Yet his clients are still waiting for the state to pay up.
If it doesn't start soon, even incrementally, lawmakers could face consequences such as a fine, a pay freeze or, as improbable as it sounds, time behind bars.
Ahearn represented two families with school-age children, the McClearys and Venemas, a coalition of districts and education organs known as the Network for Excellence in Washington Schools, and, literally, a million public school students.
He convinced the Supreme Court that the state was violating its constitutional obligation to provide all students with an amply funded program of basic education.
Justices, in last year's McCleary decision, gave lawmakers and the governor until 2018 to fully comply, knowing the cost could reach into the billions of dollars.
A majority of the court wants to see steady progress toward compliance beginning with a down payment in the budget the Legislature passes and Gov. Jay Inslee signs this year.

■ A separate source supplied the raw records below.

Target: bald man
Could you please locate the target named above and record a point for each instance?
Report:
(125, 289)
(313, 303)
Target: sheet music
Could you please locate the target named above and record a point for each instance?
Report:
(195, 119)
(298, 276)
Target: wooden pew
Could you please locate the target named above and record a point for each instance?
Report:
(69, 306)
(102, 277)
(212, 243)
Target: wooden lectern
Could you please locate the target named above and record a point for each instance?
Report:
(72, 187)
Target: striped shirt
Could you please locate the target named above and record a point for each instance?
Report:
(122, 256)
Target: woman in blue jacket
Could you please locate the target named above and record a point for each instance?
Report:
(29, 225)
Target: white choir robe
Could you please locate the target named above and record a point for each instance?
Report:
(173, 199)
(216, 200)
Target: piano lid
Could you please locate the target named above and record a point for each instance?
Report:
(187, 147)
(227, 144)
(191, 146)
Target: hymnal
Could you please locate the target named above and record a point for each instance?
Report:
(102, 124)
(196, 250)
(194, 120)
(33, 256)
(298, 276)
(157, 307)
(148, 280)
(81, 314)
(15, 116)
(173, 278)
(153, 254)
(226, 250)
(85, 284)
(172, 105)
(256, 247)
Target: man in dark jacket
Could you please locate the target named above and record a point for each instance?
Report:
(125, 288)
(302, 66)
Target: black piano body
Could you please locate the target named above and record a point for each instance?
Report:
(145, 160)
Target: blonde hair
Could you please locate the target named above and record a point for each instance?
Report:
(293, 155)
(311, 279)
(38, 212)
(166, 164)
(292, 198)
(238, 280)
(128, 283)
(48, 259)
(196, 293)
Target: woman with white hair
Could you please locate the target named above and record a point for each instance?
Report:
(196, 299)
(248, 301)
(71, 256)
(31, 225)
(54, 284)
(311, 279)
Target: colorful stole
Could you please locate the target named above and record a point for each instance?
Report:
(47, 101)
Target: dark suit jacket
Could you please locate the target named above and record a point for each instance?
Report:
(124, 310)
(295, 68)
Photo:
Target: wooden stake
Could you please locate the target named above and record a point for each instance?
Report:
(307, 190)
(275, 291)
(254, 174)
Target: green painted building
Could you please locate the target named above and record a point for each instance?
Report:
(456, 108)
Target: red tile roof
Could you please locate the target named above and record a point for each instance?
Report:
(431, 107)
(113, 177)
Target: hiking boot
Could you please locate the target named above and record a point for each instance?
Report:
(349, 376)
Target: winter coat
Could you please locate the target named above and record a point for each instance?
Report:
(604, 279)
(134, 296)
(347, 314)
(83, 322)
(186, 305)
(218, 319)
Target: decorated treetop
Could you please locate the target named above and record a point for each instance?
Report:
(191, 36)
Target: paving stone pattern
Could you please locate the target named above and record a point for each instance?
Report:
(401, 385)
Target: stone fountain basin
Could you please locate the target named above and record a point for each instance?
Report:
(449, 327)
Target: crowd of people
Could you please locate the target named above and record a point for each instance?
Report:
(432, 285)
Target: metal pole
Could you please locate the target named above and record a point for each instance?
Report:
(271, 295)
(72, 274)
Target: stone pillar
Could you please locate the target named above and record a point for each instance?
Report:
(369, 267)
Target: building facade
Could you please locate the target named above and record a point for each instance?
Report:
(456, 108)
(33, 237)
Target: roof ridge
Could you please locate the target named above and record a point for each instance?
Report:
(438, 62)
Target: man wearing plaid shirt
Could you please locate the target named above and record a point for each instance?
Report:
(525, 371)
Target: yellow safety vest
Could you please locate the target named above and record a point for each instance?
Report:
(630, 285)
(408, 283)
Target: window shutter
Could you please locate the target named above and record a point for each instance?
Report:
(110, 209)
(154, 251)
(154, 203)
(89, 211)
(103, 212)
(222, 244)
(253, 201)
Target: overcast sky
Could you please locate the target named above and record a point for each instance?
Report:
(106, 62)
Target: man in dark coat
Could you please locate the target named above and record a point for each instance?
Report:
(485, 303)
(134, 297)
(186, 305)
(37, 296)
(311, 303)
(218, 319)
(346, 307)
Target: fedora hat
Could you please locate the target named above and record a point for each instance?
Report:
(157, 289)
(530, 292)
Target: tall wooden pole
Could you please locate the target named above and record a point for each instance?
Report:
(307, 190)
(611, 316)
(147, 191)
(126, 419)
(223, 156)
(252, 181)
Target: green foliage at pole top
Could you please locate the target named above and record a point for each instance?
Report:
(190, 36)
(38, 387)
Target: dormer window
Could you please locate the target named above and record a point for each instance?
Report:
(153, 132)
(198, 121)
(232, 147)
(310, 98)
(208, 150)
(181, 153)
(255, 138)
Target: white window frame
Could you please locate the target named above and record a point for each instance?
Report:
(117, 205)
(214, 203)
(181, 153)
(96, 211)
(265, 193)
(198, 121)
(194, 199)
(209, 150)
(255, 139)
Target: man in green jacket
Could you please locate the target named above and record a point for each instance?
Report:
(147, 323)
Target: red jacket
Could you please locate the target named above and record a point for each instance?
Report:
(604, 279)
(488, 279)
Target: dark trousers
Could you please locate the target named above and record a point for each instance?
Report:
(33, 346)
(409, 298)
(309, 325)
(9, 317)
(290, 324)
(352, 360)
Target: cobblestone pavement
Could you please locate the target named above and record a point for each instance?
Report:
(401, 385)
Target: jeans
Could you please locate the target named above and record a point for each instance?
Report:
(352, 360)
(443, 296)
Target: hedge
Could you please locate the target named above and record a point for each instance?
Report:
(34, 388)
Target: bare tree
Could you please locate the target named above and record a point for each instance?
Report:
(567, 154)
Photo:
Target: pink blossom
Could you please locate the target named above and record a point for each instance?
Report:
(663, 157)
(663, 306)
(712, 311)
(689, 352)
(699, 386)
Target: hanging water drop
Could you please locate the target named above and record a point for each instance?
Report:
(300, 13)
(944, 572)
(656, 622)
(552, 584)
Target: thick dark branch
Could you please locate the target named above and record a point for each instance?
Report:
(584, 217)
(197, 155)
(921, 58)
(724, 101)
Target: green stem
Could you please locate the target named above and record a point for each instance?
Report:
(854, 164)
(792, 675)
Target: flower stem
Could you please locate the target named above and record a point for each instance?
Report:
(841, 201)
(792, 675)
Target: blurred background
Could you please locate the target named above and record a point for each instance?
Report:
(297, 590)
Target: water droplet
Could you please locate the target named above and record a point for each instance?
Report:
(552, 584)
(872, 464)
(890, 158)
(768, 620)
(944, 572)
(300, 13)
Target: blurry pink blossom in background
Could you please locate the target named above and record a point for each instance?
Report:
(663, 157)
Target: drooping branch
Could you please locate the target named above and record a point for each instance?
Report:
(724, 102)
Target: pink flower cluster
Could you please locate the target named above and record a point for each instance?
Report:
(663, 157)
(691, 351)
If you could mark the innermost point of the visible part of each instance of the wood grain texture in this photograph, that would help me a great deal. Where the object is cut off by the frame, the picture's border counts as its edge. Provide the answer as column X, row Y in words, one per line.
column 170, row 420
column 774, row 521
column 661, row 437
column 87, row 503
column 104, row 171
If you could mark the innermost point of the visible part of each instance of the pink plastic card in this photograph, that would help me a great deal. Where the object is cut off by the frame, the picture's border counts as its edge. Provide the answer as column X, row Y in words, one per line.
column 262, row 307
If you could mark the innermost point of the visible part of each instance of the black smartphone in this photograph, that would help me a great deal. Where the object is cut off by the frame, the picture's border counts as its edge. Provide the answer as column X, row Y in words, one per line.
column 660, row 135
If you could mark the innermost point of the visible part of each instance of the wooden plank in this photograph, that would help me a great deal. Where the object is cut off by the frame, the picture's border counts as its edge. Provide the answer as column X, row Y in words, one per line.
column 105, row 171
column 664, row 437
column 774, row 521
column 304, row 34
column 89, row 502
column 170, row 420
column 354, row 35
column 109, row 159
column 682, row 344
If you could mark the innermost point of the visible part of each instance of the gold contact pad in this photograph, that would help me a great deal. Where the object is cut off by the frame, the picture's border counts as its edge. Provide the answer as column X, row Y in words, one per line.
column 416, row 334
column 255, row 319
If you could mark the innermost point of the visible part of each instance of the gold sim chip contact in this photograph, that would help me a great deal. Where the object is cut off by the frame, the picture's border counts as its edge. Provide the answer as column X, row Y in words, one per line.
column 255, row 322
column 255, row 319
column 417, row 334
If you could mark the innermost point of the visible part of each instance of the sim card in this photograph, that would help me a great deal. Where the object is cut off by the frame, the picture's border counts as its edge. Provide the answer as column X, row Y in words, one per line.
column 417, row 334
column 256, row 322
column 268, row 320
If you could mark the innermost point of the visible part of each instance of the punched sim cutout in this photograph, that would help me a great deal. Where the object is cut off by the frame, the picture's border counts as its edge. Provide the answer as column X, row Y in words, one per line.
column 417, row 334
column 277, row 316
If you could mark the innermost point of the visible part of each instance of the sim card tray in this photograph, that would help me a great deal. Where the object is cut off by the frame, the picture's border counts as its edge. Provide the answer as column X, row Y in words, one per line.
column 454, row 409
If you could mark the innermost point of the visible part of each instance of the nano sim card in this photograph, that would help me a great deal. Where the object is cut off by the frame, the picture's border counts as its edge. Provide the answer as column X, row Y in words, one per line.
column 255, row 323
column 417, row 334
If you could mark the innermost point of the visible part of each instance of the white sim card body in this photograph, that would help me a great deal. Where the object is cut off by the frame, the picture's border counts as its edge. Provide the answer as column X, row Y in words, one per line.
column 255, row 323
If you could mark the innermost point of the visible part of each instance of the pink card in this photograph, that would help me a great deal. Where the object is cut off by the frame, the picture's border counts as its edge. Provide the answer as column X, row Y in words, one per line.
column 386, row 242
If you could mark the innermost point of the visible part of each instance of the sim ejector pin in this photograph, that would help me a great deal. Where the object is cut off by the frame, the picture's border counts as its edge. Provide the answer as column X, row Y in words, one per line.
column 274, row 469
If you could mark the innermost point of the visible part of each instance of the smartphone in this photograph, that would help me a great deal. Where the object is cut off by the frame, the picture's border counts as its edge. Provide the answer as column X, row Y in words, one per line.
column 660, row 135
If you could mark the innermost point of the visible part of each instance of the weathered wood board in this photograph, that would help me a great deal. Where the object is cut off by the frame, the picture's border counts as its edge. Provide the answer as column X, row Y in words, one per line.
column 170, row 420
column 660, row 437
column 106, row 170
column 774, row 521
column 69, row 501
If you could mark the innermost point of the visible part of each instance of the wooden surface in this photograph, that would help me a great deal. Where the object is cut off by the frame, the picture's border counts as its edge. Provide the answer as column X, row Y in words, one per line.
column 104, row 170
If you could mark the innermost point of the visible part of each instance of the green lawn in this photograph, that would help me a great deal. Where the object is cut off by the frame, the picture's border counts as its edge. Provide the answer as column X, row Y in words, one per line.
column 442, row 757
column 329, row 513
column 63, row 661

If that amount is deemed inadequate, the court can respond in a variety of ways, Ahearne said.
In his view justices can:
•issue a writ of mandamus compelling the Legislature to act;
• invalidate the budget plan and make it be redone;
• nullify payments for specific items such as salaries or dry cleaning and steer the dollars into education;
• find lawmakers in contempt of the court's orders and fine them; and
• send one or more lawmakers to jail as punishment for being in contempt.
Locking someone up would be an overreach, Ahearne said. Doing nothing is not an option either as his clients are concerned too many lawmakers aren't taking the McCleary decision serious enough.
"Some lawmakers are trying to do something about this. There are some that are obstructing justice in my view," Nick Brossoit, leader of the NEWS coalition and superintendent of the Edmonds School District, said at a Sunday conference of school district superintendents and trustees.
Put Rep. Ross Hunter, D-Medina, in the column of those trying to do something.
He's the chief budget writer for House Democrats and wants to pump $1.7 billion into basic education in the two-year spending plan he's crafting right now. It's too soon to know what will be the final sum.
If justices don't think the adopted budget measures up to their dictates, they should declare it unconstitutional and make us redo it, he said.
That would cause a bit of chaos. Lawmakers would need to rush back to Olympia for a special session while the governor cut spending in most agencies until a new budget reached his desk.
Such a drastic step might be a wake-up call for any legislator doubting the high court's seriousness in wanting its decision carried out, he said.
Right now, Ahearne is closely watching the Legislature. Eventually he will urge justices to take some action because time is wasting for his clients.
"At some point the Supreme Court must make a fundamental decision on whether constitutional rights are being violated here and what they are going to do about it," he said.